Serial and SIMD implementation of the Xoshiro256+ random number generator.
This project provides a C++ implementation of Xoshiro256+ that matches the performance of the reference C implementation of David Blackman and Sebastiano Vigna. Xoshiro256+ combines high speed, small memory space requirements for stored state and excellent statistical quality. For cryptographic use cases or use cases where absolutely the best statistical quality is required - maybe consider a different RNG like the Mersenne Twist. For any just about any conventional simulation or testing use case, Xoshiro256+ should be perfectly fine statistically.
This implementation is a header-only library and provides the following capabilities:
Single 64 bit unsigned random value
Single 64 bit unsigned random value reduced to a [lower, upper) range
Four 64 bit unsigned random values
Four 64 bit unsigned random values reduced to a [lower, upper) range
Single double length real random value in a range of (0,1)
Single double length real random value in a (lower, upper) range
Four double length real random values in a range of (0,1)
Four double length real random values in a (lower, upper) range
For platforms supporting the AVX2 instruction set, the RNG can be configured to use AVX2 instructions or not on an instance by instance basis. AVX2 instructions are only used for the four-wide operations, there is no advantage using them for single value generation.
The four-wide operations use a different random seed per value and the the seed for single value generation is
distinct as well. The same stream of values will be returned by the serial and AVX2 implementations. It might
be faster for the serial implementation to use only a single seed across all the four values - each increasing index
being the next value in a single series, instead of each of the four values having its unique series. The downside
of that approach is that the serial implementation would return different four wide values than the AVX2 implementation.
The AVX2 implementation must use distinct seeds for each of the four values.
The random series for each of the four-wide values are separated by 2^192 values - i.e. a Xoshiro256+ 'long jump' separates the seed for each of the four values. For clarity, the Xoshiro256+ has a state space of 2^256.
The reduction of the uint64s to an integer range takes uint32 bounds. This is s significant reduction in the size of the random values but permits reduction while avoiding taking a modulus. If you have a need for random integer values beyond uint32 sizes, I'd suggest taking the full 64 bit values and applying your own reduction algorithm. The modulus approach to reduction is slower than the approach in the code which uses shifts and a multiply.
Finally, the AVX versions are coded explicitly with AVX intrinsics, there is no reliance on the vageries of compiler vectorization.

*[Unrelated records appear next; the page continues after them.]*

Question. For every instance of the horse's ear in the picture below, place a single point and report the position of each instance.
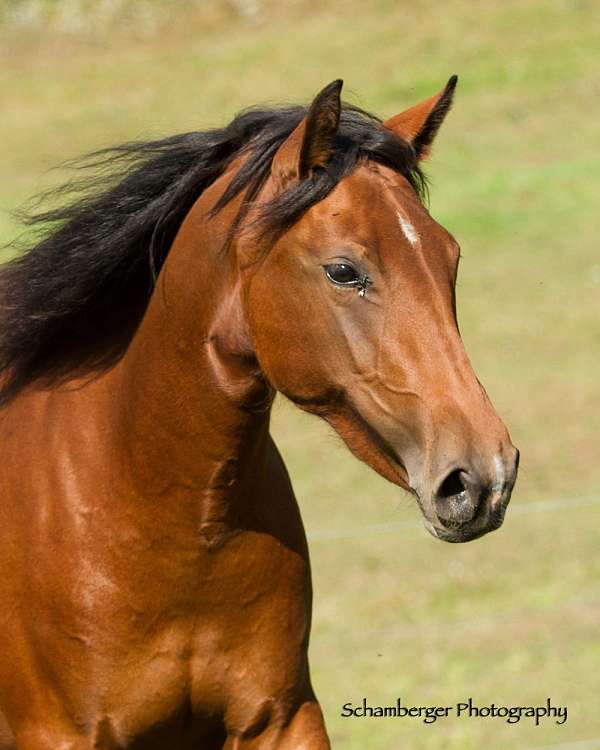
(419, 124)
(311, 144)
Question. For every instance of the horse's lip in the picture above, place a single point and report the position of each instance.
(489, 517)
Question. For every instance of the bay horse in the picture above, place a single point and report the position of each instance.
(155, 583)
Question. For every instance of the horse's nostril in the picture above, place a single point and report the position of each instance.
(456, 500)
(452, 485)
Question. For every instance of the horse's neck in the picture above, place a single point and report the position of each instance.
(194, 410)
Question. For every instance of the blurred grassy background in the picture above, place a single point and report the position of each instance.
(512, 618)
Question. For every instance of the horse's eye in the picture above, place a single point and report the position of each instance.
(342, 273)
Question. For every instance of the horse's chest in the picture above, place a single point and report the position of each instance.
(225, 643)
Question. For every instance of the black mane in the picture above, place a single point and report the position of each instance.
(73, 300)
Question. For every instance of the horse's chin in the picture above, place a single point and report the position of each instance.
(467, 532)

The SIMD version could be written such that gcc should unroll loops and vectorize but others have reported that it is necessary to tweak optimization flags to get the unrolling to work. For these implementations, all that is needed is to have the -mavx2 compiler option and the AVX2_AVAILABLE symbol defined.
The class Xoshiro256Plus is a template class and takes an SIMDInstructionSet enumerated value as its only template parameter. SIMDInstructionSet may be 'NONE', 'AVX' or 'AVX2'. The SIMD acceleration requires the AVX2 instruction set and uses 'if contexpr' to control code generation at compile time. There is also a preprocessor symbol AVX2_AVAILABLE which must be defined to permit AVX2 instances of the RNG to be created. It it completely reasonable to have the AVX2 instruction set available but still use an RNG instance with no SIMD acceleration.

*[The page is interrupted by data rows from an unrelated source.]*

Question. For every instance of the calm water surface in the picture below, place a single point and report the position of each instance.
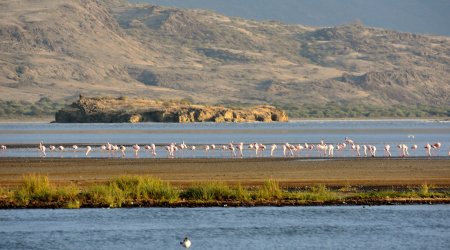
(378, 133)
(356, 227)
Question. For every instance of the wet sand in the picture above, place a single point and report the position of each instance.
(181, 172)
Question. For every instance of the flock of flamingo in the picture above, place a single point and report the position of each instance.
(322, 149)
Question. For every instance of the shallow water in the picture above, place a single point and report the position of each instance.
(378, 133)
(335, 227)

#define __AVX2_AVAILABLE__
#include "Xoshiro256Plus.h"
constexpr size_t NUM_SAMPLES = 1000;
constexpr uint64_t SEED = 1;
typedef SEFUtility::RNG::Xoshiro256Plus<SIMDInstructionSet::NONE> Xoshiro256PlusSerial;
typedef SEFUtility::RNG::Xoshiro256Plus<SIMDInstructionSet::AVX2> Xoshiro256PlusAVX2;
bool InsureFourWideRandomStreamsMatch()
{
Xoshiro256PlusSerial serial_rng(SEED);
Xoshiro256PlusAVX2 avx_rng(SEED);
for (auto i = 0; i < NUM_SAMPLES; i++)
{
auto next_four_serial = serial_rng.next4( 200, 300 );
auto next_four_avx = avx_rng.next4( 200, 300 );
if(( next_four_serial[0] != next_four_avx[0] ) ||
( next_four_serial[1] != next_four_avx[1] ) ||
( next_four_serial[2] != next_four_avx[2] ) ||
( next_four_serial[3] != next_four_avx[3] ))
{
return false;
}
}
return true;
}
As can be seen in the above example, four wide random values are created by both a fully serial instance as well as by an AVX2 SIMD instance.
The AVX2 flavor of the RNG is clearly faster than the serial version - but only if you need 3 or more random values at the same time. For a single stream of random values, the AVX2 flavor of the generator is slower. A full combination of benchmarks appears below.

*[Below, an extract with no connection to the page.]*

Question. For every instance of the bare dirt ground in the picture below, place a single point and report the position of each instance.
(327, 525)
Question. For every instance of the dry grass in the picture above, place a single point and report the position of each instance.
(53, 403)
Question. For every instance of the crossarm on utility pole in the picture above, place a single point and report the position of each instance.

The benchmarks generate the same total number of random values. For example, the serial benchmark creates 1,000,000 values and the four wide calls create 250,000 four wide results for the same total number of values. The first benchmark is a 'reference' which uses the C implementation by Blackman and Vigna. As can be seen, there is no penalty for using the C++ class - the timing compared to the reference is virtually identical.
Generating four wide results using the serial generator is not 4x the time of generating serial values, likely due to the CPU being able to keep the RNG state in high speed cache or perhaps a register the whole time. The AVX accelerated four wide performance is roughly 2x that of the four wide serial implementation. This matches fairly well with results from others.
The benchmarks include timing for unbounded uint64s, bounded uint64s, unbounded doubles and bounded doubles. In general, the unbounded uint64 performance is best and the other permutations share similar performance.
There also exist benchmarks where the values are generated and discarded, the values are summed using a single variable or values are summed into __m256i packed integer or __m256d packed double variables using AVX SIMD instructions. In general, the sums using the AVX SIMD instructions are faster than the same using a single variable (which ought to be the case).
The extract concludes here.